Huh. What exactly was the impulse behind finding a substitute for molasses? It seems like molasses pretty much does the job it needs to do, so I’m curious what would cause us to search for a substitute. Increase in the use of sugar beets vs. cane? Expense of production? Some kind of weird hatred for molasses?
Hi V.,
You answered your own question! The rise of corn syrup was directly tied to the rise of sugar beets, which began replacing cane sugar in the States in 1890 (we were very late adopters of beets). Beets make lousy molasses, but grow in more climates that cane, and so are more versatile, less expensive sources of sugar…at least for people living up north. Corn syrup happened to come along about that time (the early 1880’s), and made a handy replacement for molasses. It was less expensive, easy to produce, had a cleaner taste and could generally be used for more things. It was also free of the taint of slavery, which all cane products carried from the earliest days of the colonies up until well after the Civil War. So from the vantage point of industrial-era consumers, it was pretty much a win across the board.
Great question!
– Joe
Recipe for modeling chocolate required corn syrup.
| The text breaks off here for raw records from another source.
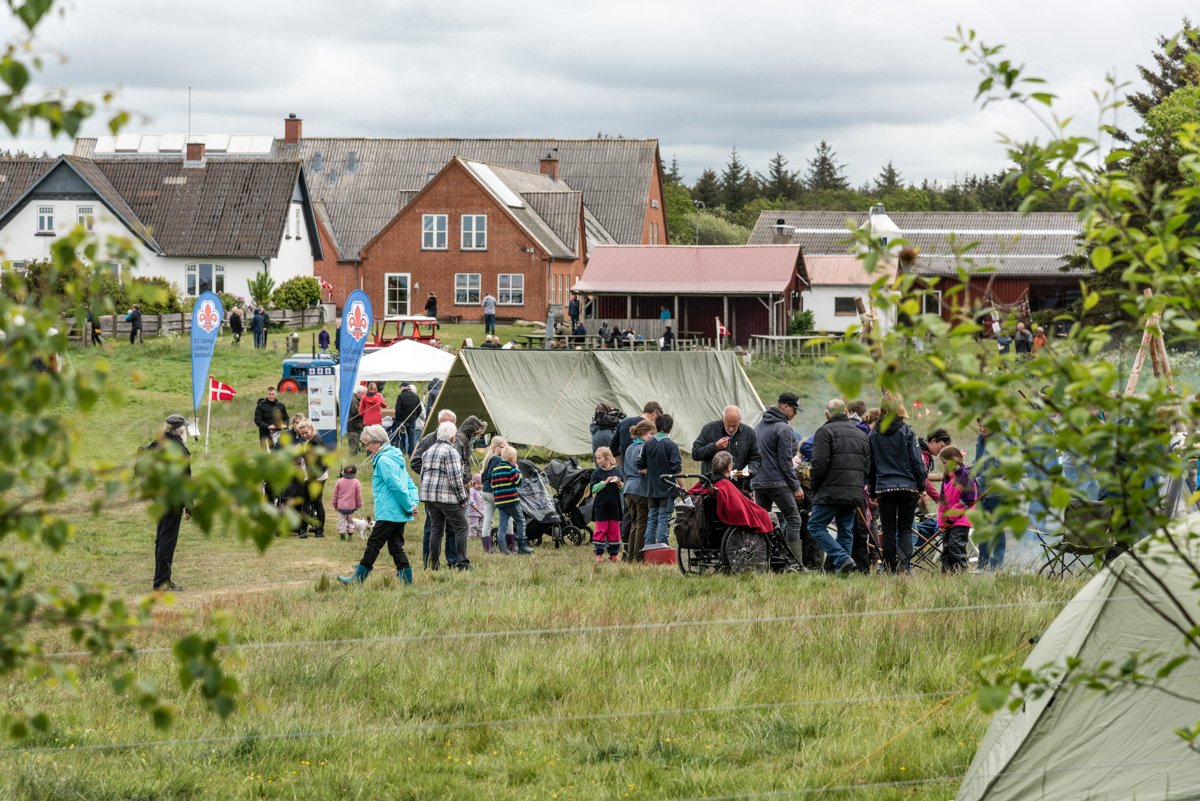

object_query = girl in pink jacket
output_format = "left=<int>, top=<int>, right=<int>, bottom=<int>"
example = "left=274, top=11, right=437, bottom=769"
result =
left=937, top=445, right=976, bottom=573
left=334, top=464, right=362, bottom=540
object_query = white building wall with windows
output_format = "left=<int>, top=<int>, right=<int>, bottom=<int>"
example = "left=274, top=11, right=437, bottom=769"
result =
left=0, top=198, right=313, bottom=302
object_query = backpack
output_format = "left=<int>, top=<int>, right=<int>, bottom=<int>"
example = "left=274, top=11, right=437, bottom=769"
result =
left=592, top=403, right=625, bottom=430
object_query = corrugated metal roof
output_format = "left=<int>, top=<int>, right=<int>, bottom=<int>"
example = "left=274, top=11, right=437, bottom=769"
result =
left=804, top=253, right=896, bottom=287
left=750, top=211, right=1088, bottom=277
left=575, top=245, right=800, bottom=295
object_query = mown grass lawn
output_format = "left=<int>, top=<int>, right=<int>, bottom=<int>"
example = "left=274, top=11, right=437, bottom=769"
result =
left=0, top=341, right=1078, bottom=801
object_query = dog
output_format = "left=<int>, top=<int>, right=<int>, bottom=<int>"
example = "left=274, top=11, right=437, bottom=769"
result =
left=350, top=517, right=374, bottom=540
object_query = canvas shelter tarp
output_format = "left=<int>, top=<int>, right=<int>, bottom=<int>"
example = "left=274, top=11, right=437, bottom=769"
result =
left=954, top=514, right=1200, bottom=801
left=359, top=339, right=454, bottom=381
left=428, top=349, right=763, bottom=454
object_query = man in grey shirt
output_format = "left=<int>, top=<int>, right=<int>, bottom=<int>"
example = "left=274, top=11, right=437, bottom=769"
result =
left=484, top=293, right=496, bottom=336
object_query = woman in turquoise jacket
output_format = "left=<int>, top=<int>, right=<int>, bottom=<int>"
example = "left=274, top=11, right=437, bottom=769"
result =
left=337, top=426, right=420, bottom=584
I want to know can I use invert syrup and if so how much should I change the ratio?
Hello Fluxme!
You certain can make the substitution 1-1, though your modeling chocolate will be sweeter than it would have been with corn syrup. If that’s not a problem, proceed!
Cheers,
– Joe
I was on a quest to make moist madeleines and foudn a recipe from Pierre Herme that used caramel and invert sugar. I will try it with corn syrup tomorrow.
Interesting. Let me know the results, Judy!